O Supremo Tribunal de Justiça decidiu por unanimidade na última segunda-feira (5) que as medidas protetivas da Lei Maria da Penha também devem ser aplicadas às mulheres transexuais e travestis vítimas de violência doméstica. Esta é a primeira vez que o tema gera um entendimento nesse nível do Judiciário desde 2006, quando a legislação entrou em vigor. Agora, o precedente deve ser aplicado no restante do País.

A questão era inédita até então nos tribunais superiores do Brasil e foi julgada pela 6ª Turma do STJ. A análise foi feita com base em um recurso do Ministério Público contra uma decisão do Tribunal de Justiça de São Paulo, que havia negado as medidas protetivas para Luana Emanuele, então com 18 anos e vítimade agressão do próprio pai, que não aceitava sua identidade de gênero.

Apesar de algumas muheres trans já terem conseguido medidas protetivas com base na Lei Maria da Penha anteriormente, não havia uma decisão de tribunais superior que gerasse um entendimento unificado sobre o tema. Assim, a inclusão ou não de transexuais na legislação dependia de cada julgamento. À época, o TJ-SP sustentou que havia “impossibilidade jurídica de fazer a equiparação ‘transexual feminino = mulher'”.

“A própria realidade brutal vivenciada pelas mulheres trans nos permite identificar traços comuns com a violência praticada contra as mulheres sui generis. Os atos possuem a mesma origem : discriminação de gêneros”, destacou a ministra Laurita Vaz durante seu voto.

Já o relator do caso, o ministro Rogério Schietti, frisou que o Brasil segue há 13 anos como o País líder de assassinatos das mulheres trans e travestis em todo o mundo, e disse: “Esse é um dado preocupante porque reflete, talvez, um comportamento predominante na nossa cultura que não aceita identidades outras que não aquelas que a nossa cultura, a nossa formação, nos levou a definir, até por questões religiosas, como identidades relacionadas tão somente ao sexo, a característica biológica de cada um.

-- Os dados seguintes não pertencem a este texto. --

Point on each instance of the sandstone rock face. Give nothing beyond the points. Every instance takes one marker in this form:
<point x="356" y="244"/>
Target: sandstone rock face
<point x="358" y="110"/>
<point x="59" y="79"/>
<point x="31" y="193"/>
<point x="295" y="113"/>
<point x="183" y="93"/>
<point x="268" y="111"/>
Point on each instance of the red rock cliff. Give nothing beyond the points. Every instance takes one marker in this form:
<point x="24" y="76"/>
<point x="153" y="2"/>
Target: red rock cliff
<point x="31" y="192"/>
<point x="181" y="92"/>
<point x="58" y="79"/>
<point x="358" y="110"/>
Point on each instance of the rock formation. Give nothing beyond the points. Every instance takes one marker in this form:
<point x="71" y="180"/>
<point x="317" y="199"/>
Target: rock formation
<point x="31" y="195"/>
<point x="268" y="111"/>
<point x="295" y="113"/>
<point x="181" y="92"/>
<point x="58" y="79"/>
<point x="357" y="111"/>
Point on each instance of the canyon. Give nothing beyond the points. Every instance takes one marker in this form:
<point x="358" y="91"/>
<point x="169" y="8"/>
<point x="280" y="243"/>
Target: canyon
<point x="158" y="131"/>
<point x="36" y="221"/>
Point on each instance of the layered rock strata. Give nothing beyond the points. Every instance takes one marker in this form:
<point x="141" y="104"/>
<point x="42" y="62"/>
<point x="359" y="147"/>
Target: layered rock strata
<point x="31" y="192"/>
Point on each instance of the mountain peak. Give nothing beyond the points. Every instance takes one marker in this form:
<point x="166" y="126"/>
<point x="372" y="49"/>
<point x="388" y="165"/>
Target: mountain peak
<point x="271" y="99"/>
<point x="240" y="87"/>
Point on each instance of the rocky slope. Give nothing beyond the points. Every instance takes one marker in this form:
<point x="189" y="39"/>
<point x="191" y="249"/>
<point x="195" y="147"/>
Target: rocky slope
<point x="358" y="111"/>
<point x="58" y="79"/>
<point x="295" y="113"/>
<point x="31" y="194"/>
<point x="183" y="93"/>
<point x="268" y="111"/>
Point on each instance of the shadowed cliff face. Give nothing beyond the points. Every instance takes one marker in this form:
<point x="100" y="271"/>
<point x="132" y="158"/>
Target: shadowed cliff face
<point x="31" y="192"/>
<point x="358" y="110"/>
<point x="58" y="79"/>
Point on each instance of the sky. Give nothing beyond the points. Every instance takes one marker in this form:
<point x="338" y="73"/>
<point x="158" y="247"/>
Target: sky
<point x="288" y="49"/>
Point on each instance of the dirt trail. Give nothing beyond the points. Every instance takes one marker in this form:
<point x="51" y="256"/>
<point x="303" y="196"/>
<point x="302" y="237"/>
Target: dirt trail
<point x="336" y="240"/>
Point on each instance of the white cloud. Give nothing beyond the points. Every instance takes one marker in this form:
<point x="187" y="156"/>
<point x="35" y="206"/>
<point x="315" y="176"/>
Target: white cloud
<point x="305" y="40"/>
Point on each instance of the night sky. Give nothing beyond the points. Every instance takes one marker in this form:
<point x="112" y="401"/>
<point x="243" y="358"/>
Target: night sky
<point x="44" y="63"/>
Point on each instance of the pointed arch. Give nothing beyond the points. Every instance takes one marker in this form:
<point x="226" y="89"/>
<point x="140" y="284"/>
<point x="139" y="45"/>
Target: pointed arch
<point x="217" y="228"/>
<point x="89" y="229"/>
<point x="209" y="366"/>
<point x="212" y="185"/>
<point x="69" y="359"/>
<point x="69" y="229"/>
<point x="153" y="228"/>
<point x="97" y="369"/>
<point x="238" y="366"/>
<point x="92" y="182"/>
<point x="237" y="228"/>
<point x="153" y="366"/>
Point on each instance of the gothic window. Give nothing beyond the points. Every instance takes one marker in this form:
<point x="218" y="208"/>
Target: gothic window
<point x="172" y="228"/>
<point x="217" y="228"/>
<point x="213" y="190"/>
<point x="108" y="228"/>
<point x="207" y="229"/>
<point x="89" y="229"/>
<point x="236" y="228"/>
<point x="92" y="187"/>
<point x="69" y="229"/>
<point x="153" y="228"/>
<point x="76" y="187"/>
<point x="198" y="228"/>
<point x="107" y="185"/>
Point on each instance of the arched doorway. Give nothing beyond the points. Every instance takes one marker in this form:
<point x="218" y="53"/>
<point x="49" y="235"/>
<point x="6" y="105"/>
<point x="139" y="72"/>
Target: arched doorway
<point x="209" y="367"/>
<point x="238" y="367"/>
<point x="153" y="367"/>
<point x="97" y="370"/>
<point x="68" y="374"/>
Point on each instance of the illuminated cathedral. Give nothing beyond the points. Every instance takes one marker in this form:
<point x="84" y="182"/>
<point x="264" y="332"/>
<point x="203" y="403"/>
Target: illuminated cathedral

Então, o que se discute aqui é que a possibilidade de uma lei que veio para proteger a mulher em relações domésticas, afetivas, familiares, possa também abrigar quem assim se define, quem assim se identifica”.

Raquel Dodge, subprocuradora-geral da República, defendeu que a legislação serve justamente para proteger mulheres de tratamento discriminatório e violento. “Não há razão nenhuma para excluir do acesso à Justiça, do acesso à proteção das medidas garantidas pela Lei Maria da Penha, as transexuais femininas. A mulher transexual, independentemente de ter sido submetida a cirurgia de transgenitalização, deve estar sob a proteção da Lei Maria da Penha se a ação ou omissão que ela sofreu decorre desta sua condição social”, declarou.

De acordo com os dados da Associação Nacional de Travestis e Transexuais (Antra), foram registrados 140 assassinatos da população transgênera brasileira no ano passado. A maioria das vítimas é preta e do gênero feminino.